# My dogs got in a fight.



## AngelaH (Oct 8, 2012)

Hi,
I have a 3 year old husky/shepherd rescue and an 11 month old neutered pure bred GSD. The last two months my 11 month old has had serious leash aggression with other dogs, typically smaller ones. We are working on this issue. The more serious issues is that 3 weeks ago my two got into a serious fight. I was the only one home and my arm was severely bitten by my husky when I separated them. Being a total novice, I did not know how to properly break up a fight. I have been on my 11 month old to respect my 3 year olds space but they got into another fight a few days ago. This time my fiance was also home and we grabbed both their legs and pulled them apart properly. I am now a basket case. We have been doing the crate exchange or muzzling my 11 month old if they are both running around. I don't know what to do. If they get in a fight while only one of us is home it is almost impossible to be able to break them up without getting hurt. I am scared that the next time may be a vet trip from the damage. I don't know where this is coming from as we had the 11 month old from 8 weeks and they have gotten along fine. Any advice would be appreciated.


----------



## x0emiroxy0x (Nov 29, 2010)

Get a behavioralist or trainer now. Although we can give you advice, we are not seeing the dogs in question or able to watch how they interact.

Until you are able to get a trainer, don't let them out together. A fight is inevitable, so crate-rotate.


----------



## gsdraven (Jul 8, 2009)

Are they both males?

Your 11 month old is just maturing physically and that could be causing the issues. IME, it just gets worse and worse each time they fight as the pressure builds. 

Best bet is to get a trainer/behaviorist that has experience dealing with these issues in to help. Every interaction with them needs to be positive and carefully monitored. And definitely keep them separated when you cannot supervise 100%.


----------



## Jax08 (Feb 13, 2009)

You really need to keep them separated for a few weeks. When dogs fight, their hormones are all fired up and take a few weeks to work out of their system.


----------



## AngelaH (Oct 8, 2012)

They are both males. Both neutered. They both train for marathons with us and have plenty of exercise. I am looking into a 6 week boarding/training for my 11 month. It is extremely pricey and I am concerned that it won't help my two get along. Is it possible that they will get along again, am I going to have to crate-rotate forever, or re-home my 11 month old which would break my heart. He is the perfect sweet dog otherwise.


----------



## WVGSD (Nov 28, 2006)

I have lived with multiple dogs of the same sex (both) for quite a few years and the crate/baby gate and rotate routine has been a part of my existence as a result. It can be managed, but it does take a full-time committment from everyone in the home. I currently have six dogs in my home and they range from fourteen years of age to five months. Four weeks ago, I placed the last same sex aggressive female that I had with a good friend and the stress/tension level in my home has dropped through the floor. My former female now has an entire family to herself and my senior dogs are no longer in danger of being fought with.
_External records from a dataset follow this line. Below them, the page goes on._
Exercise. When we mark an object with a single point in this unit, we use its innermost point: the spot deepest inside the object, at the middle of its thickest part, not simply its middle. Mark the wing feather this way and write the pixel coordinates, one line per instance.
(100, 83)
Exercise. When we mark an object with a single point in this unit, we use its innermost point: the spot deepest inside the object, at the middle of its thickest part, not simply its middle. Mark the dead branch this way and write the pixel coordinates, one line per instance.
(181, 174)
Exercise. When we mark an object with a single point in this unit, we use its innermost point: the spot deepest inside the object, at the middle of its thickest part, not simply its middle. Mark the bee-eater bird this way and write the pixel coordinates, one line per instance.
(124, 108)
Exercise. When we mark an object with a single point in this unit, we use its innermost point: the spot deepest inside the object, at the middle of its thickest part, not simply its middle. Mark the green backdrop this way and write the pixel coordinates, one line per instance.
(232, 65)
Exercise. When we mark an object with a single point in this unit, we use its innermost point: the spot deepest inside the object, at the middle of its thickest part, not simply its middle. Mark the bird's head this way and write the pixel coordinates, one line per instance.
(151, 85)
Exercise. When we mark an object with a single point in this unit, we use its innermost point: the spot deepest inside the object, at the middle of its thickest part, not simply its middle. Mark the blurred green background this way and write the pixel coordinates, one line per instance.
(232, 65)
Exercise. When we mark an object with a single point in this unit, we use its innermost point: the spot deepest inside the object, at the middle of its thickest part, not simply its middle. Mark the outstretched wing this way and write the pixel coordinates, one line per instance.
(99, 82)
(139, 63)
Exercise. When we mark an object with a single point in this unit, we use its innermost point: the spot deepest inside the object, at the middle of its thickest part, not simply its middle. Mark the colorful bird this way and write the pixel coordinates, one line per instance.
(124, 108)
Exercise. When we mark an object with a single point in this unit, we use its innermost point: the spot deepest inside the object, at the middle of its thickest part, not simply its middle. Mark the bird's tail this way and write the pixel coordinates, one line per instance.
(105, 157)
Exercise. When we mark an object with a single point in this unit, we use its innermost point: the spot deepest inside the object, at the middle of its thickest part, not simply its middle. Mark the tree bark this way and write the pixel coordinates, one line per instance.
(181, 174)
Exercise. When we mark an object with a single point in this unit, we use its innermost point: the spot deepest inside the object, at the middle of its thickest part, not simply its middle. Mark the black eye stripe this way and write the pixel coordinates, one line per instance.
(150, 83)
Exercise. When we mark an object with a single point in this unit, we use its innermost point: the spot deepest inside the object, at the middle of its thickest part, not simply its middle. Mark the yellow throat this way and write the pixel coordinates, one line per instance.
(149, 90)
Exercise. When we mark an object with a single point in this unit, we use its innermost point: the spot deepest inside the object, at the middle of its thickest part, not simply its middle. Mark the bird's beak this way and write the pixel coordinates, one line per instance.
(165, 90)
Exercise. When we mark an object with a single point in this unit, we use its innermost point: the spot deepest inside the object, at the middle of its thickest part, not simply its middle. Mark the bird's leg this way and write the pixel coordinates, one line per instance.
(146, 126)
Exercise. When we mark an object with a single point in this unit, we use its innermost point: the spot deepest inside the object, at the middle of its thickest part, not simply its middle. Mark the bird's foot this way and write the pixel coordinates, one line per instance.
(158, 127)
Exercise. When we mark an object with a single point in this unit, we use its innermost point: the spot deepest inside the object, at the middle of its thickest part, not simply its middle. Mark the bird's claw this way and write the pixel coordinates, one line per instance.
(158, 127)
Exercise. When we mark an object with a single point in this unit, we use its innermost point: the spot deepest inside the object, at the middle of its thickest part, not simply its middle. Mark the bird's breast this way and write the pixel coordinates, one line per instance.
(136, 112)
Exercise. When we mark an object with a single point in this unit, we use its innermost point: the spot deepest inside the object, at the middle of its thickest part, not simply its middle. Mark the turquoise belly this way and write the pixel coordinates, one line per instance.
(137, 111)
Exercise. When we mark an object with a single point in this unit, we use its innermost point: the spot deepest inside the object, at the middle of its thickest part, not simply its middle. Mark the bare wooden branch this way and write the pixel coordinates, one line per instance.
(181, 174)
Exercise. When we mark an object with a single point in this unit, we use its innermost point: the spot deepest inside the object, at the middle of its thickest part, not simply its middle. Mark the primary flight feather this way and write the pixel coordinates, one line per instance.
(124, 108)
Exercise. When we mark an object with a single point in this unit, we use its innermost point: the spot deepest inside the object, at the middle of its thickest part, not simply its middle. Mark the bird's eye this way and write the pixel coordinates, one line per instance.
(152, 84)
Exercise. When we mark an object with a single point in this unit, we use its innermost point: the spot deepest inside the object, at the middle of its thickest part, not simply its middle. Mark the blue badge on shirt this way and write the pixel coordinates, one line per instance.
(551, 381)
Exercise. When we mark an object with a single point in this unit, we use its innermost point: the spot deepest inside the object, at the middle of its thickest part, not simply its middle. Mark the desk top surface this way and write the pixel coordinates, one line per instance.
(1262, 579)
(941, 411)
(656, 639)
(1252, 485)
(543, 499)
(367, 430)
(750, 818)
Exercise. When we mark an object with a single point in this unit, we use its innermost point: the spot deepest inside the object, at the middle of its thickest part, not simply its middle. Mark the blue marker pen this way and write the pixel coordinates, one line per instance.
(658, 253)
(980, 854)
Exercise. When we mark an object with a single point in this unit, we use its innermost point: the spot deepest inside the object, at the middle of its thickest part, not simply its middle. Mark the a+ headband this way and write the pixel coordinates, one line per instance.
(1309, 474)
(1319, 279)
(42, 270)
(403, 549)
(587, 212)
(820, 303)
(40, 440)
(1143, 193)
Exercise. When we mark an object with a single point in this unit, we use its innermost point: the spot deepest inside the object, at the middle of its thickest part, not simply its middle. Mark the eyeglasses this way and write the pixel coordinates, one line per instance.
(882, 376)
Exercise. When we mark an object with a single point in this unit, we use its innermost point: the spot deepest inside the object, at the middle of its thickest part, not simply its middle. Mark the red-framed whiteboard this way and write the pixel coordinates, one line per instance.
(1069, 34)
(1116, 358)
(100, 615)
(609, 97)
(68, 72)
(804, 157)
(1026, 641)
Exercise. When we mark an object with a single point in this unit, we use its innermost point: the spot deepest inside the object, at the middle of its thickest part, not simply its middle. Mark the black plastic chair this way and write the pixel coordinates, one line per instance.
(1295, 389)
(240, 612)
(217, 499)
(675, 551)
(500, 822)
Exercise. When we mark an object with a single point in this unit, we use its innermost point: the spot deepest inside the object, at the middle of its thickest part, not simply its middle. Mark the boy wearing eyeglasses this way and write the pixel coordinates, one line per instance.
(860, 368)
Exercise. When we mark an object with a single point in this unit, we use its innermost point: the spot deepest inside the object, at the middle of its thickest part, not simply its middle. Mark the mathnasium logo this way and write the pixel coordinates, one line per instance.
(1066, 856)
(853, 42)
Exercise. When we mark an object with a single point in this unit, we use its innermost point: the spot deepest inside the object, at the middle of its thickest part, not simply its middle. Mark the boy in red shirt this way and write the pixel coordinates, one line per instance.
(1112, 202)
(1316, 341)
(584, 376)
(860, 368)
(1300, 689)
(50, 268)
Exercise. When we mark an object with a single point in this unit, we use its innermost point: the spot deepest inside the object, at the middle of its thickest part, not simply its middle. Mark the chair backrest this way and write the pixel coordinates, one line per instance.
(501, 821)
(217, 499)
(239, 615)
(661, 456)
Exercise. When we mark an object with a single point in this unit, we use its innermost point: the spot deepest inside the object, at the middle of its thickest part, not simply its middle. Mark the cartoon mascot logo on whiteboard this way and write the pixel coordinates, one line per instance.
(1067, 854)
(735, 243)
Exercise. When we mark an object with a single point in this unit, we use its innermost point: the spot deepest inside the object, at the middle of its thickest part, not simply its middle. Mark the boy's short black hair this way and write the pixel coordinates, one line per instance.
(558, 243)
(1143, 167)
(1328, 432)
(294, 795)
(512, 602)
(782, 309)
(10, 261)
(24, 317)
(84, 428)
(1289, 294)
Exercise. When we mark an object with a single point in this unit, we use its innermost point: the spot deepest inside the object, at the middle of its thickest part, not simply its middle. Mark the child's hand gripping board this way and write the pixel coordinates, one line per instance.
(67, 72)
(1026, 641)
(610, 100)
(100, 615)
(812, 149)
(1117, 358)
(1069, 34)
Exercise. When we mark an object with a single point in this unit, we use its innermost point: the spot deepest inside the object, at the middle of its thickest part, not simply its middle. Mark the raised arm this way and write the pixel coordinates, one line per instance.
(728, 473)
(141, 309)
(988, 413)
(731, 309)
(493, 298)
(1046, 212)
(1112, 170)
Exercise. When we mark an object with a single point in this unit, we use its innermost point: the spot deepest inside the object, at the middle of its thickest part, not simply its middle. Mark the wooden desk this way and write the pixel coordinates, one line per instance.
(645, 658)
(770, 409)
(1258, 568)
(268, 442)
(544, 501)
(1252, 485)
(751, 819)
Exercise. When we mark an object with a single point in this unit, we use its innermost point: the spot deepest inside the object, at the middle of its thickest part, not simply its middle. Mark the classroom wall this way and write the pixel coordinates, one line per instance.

I am bringing up a new German Shepherd female puppy and my six year old neutered male spaniel is her best friend. I now use my baby gates and crates to separate the difference in energy level rather than to prevent fights. When I foster rescued dogs, I pick their breed, age and sex carefully so as to maximize the chance that my pack will get along and the rescued dog will be safe while they are waiting for either adoption or transport. Fights don't always mean that you have to chose one dog over another, however, keeping them means a full-time committment to the safety of both.


----------



## ken k (Apr 3, 2006)

I have 2 females, spayed, that want to kill each other, i almost lost a finger breaking up a fight, I keep them separated


----------



## BowWowMeow (May 7, 2007)

What kind of training do you do with them at home? I would sign them both up for training and forget about the board/train. Having a behaviorist come in and help you set a plan is also a good idea.

There are so many stories of people sending their dogs away for training and ending up with more problems than they started with and ultimately you need the training as much as your dogs do! You may want to start another thread and ask for recommendations for trainers/behaviorists in your area. 

Also, your younger male may be more dominant than your older male. I do not allow fighting in my house (my dogs are on some form of NILIF for life) but I never try to force one dog to respect another. They tend to work that out on their own (and again, that does not mean fighting). 

You absolutely do need to keep them separated at all times in the house until you can step up your leadership and come up with a plan that will be safe for everyone.


----------



## AngelaH (Oct 8, 2012)

Thank you everyone for your honest replies. Our place is full of stress right now and I feel like I have nothing left. I am looking into behaviourists from an old thread from this community. 
To answer some questions, I think both my dogs are dominant and this is probably the problem. I can't tell which one is more so. I have them separated or muzzled but I just don't feel like this is a way for them, or us to live.


----------



## hunterisgreat (Jan 30, 2011)

I have two females that tried to kill each other for a few months. Now we live in peace and they groom each other. No crate rotating, no avoiding interaction, and when they did get in fights I put them together ASAP after a fight. we haven't had a fight in a year. Why? Because they understand my rules. Introduced a non-neutered foster into the pack a few weeks ago. Couple of brief challenges, now he doesn't cause problems. Same reasons. I made it clear what I will and what I will not tolerate


----------



## readaboutdogs (Jul 8, 2001)

we have a built-in garage, so when we first brought hooch(a very sweet,non-aggressive pitbull) into the family with cody and clipper(gsds) i kept hooch in the garage and cody&clipper in the house when i wasnt there. i kept seperate outside times at first, and then all out only under supervision. same in the house, constant supervision. at nite cody & clipper slept in my room, i began shutting my door cause hooch would want to sleep on my bed which made them mad cause they couldnt jump up there any more. they were about 10 when we brought hooch in, so being older could have helped. im not a trainer or anything, just a regular pet owner! thats what we did!


----------